A sidara is a cap that can be folded flat when not being worn. Although it has been associated with various military forces since the middle of the 19th century, the sidara was associated with both military and civilians in Iraq.

This began On August 23, 1921, when Faisal I, assumed the throne of Iraq as the first king of the modern Iraq from the UK. Faisal dreamed of building a modern state in Iraq, and introducing a number of traditions and modern political and social systems to the country, a country that had just emerged from the Ottoman rule, which lasted nearly four centuries.
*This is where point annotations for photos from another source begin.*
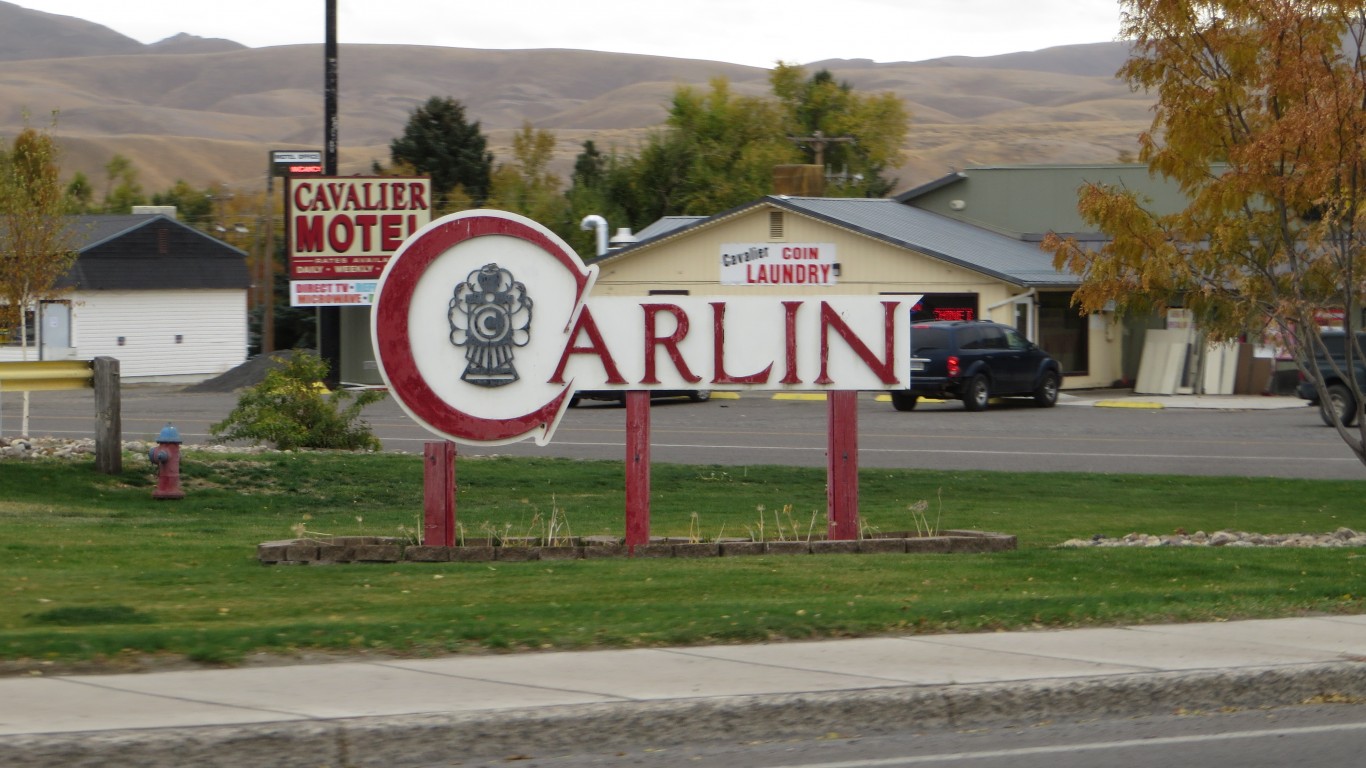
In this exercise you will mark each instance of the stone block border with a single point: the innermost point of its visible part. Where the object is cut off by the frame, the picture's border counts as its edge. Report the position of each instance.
(387, 550)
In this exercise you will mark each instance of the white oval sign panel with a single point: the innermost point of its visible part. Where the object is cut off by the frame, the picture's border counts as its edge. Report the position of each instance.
(469, 321)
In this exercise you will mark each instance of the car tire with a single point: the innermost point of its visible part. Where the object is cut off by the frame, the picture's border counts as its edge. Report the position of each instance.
(977, 392)
(1339, 398)
(904, 401)
(1045, 395)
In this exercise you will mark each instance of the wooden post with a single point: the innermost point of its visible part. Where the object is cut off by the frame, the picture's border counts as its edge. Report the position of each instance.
(637, 469)
(108, 416)
(439, 494)
(842, 465)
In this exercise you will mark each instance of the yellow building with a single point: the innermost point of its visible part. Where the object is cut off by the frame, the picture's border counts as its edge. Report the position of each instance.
(861, 246)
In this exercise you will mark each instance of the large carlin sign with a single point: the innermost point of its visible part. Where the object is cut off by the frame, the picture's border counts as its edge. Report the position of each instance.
(485, 325)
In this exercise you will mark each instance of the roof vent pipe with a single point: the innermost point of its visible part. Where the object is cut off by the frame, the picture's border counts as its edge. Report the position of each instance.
(622, 238)
(594, 222)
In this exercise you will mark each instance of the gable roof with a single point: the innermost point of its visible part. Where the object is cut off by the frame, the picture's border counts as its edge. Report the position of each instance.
(149, 252)
(902, 226)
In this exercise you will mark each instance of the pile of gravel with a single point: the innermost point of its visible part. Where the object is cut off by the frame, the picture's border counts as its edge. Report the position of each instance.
(1340, 537)
(246, 375)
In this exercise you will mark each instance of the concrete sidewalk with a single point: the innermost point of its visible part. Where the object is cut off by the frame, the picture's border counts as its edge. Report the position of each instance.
(425, 712)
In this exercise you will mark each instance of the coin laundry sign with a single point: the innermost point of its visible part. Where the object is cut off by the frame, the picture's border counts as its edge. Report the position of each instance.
(777, 264)
(485, 324)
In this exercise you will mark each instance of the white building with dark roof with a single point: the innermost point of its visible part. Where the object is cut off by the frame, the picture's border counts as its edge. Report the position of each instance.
(168, 301)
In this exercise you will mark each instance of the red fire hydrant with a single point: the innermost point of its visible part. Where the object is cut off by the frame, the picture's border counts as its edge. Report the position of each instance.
(167, 457)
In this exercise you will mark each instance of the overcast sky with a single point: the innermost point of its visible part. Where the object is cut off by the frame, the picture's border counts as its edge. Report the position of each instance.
(745, 32)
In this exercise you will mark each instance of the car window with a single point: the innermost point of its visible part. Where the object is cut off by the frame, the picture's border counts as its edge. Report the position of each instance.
(1336, 343)
(925, 339)
(969, 339)
(992, 338)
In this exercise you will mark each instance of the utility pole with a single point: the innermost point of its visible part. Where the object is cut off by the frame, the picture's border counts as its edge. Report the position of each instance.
(329, 317)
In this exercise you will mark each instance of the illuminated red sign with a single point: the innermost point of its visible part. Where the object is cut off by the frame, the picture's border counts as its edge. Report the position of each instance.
(347, 227)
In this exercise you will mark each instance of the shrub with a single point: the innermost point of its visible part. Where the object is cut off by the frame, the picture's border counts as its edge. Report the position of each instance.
(291, 409)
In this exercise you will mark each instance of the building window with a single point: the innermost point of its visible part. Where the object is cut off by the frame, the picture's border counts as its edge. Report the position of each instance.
(1063, 332)
(945, 306)
(21, 334)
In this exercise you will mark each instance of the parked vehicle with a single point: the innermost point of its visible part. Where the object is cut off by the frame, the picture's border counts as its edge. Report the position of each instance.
(619, 396)
(1339, 391)
(976, 361)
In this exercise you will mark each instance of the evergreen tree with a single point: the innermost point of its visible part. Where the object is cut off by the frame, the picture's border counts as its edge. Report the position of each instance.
(439, 141)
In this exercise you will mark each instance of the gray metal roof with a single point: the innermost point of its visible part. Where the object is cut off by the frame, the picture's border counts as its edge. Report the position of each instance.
(667, 224)
(940, 237)
(935, 235)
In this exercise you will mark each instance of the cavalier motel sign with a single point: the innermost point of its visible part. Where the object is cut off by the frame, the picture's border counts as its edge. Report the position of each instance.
(485, 325)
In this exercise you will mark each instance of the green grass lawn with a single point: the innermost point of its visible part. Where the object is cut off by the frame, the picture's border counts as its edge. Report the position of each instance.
(92, 567)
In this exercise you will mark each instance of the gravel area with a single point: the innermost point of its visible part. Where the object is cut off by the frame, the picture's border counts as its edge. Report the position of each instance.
(1340, 537)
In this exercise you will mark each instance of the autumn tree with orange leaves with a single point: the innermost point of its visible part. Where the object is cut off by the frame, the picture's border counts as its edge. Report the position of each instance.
(1275, 89)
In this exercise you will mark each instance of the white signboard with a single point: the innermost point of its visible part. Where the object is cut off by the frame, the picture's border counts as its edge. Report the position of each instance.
(779, 264)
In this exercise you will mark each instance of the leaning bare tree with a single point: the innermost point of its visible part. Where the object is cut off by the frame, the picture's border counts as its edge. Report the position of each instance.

Among these changes, the  king wanted to find a national dress for the head and to distinguish the people of Iraq from neighbouring, like the Ottomans who wear Fez or, and the Arabs in the Arabian peninsula who wear thawb. It was distributed for the first time to ministers by Rustam Haider, one of the king's advisors at the time, The sedara was first worn by King Faisal I to encourage people to wear it, and from this it was named after him (Faisaliah) which is the second name for sidara. The sidara was mainly used in big cities, like Baghdad and Mosul.

Sidara today 
Since the fall of the monarchy in Iraq, the popularity of the sidara has gradually declined. The last major figure to wear it was President Ahmed Hassan al-Bakr. Since the eighties of the twentieth century, it has become uncommon to see a person wearing the sidara in Iraq, except in some particular places in both Baghdad and Mosul, and on occasions that bear a traditional character. The sidara has disappeared from the Iraqi military uniform in the 21st century.